The invisible scars are the ones that haunt you and catch you out. There is the survivor guilt, which is partly feeing guilty for being here and having come through it in better shape than some other people, but also thinking that I should be doing some amazing fundraising or living life so much fuller and to the extremes. The reality is that I am grateful to be here. I do experience life on a different level now. The simplest things are so much more appreciated. I see the beauty of nature in the plants growing in the garden, the way the sunlight shines through the trees in the woods where I walk my dog, the birdsong and nothing else to listen to early morning. I liked these before, but they contain a new magic, I have an appreciation so much greater than before. This also helps me deal with things better. Life’s petty annoyances wash off me so much more. Even at work, a deadline can be set but I no longer break myself trying to meet it. I have recently described one as delusional. It doesn’t mean I have become a slacker, just more attuned to my body and my health. If I need to rest, rest I will. This has also helped me to say no without any guilt. If I can do something I will, if I really want to do something I may push a little more to do it, but I am not making myself ill for anyone else. I spot my limits now and I am getting better at telling people when I am there, and accepting help with managing this. Don’t be lulled into thinking life is all rosy though. There are times when I am exhausted, not just physically. Food is a breaking point all too aften, I just don’t know what I want, being asked and having suggestions made winds me up to the point I want to scream or cry. I would say 50% of my breakdowns have been food related. I also get moments of unbelievable sadness, it can be a simple memory, or looking back at how far I have come and I become overwhelmed by it all. I still have nights where I can cry for a couple of hours and forget why I am crying. The recent death of Dame Deborah James really hit me. I had only started to follow her more recently, but the incredible efforts she went to in order to raise awareness and funds put me to shame. I feel I need to do more to help others on this shit show. I still need to find my big idea though.

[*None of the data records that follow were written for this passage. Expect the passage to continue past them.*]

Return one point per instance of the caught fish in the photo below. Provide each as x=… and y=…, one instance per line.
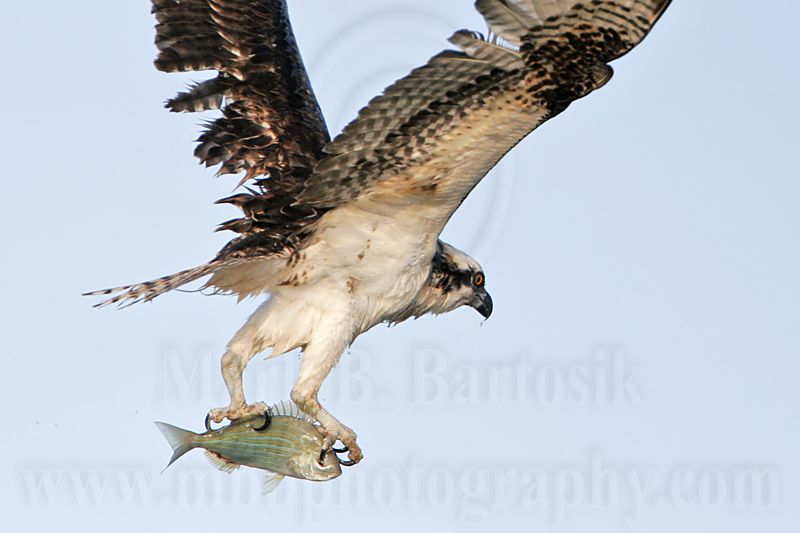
x=283, y=441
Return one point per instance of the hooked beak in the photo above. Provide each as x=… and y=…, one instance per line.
x=482, y=303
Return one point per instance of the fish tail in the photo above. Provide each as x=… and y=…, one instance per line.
x=181, y=440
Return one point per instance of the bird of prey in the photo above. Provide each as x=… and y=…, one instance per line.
x=343, y=234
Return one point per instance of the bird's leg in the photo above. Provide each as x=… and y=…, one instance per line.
x=233, y=364
x=242, y=348
x=314, y=368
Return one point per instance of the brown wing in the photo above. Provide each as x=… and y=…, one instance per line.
x=445, y=125
x=271, y=129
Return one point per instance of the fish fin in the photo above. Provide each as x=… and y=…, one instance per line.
x=179, y=439
x=271, y=482
x=220, y=463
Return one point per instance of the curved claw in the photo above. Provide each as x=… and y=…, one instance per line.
x=208, y=423
x=267, y=423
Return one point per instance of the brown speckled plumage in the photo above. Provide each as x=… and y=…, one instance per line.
x=433, y=134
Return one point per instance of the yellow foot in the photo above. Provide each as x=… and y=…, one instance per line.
x=236, y=412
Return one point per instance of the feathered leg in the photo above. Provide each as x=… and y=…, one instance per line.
x=318, y=360
x=247, y=342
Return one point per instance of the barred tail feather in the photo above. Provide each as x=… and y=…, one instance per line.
x=144, y=292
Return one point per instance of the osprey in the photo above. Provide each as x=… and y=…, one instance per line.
x=343, y=234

I am lucky, I have come through this more or less in once piece, physically, emotionally and mentally, thanks to the help of my medical teams, my husband, friends and family and the Macmillan forum. We can’t stop cancer changing us but we can determine how that change manifests. I always say to my students that life throws up hurdles that we have to overcome. It is not a straight path but has lots of bumps and curves. How we navigate those defines our character. We can decide if we want to play the victim, feel sorry for ourselves and allow cancer to rule us. However, we can look it and ourselves in the eye and decide that we are stronger, that we have seen the darkest of places that will make the bright points shine even more for us. If I can life my life in that way, I will make my mum proud, I will be paying back everyone who helped me through this. If by writing this I can help someone else to see things similarly, then something good has come from this hell.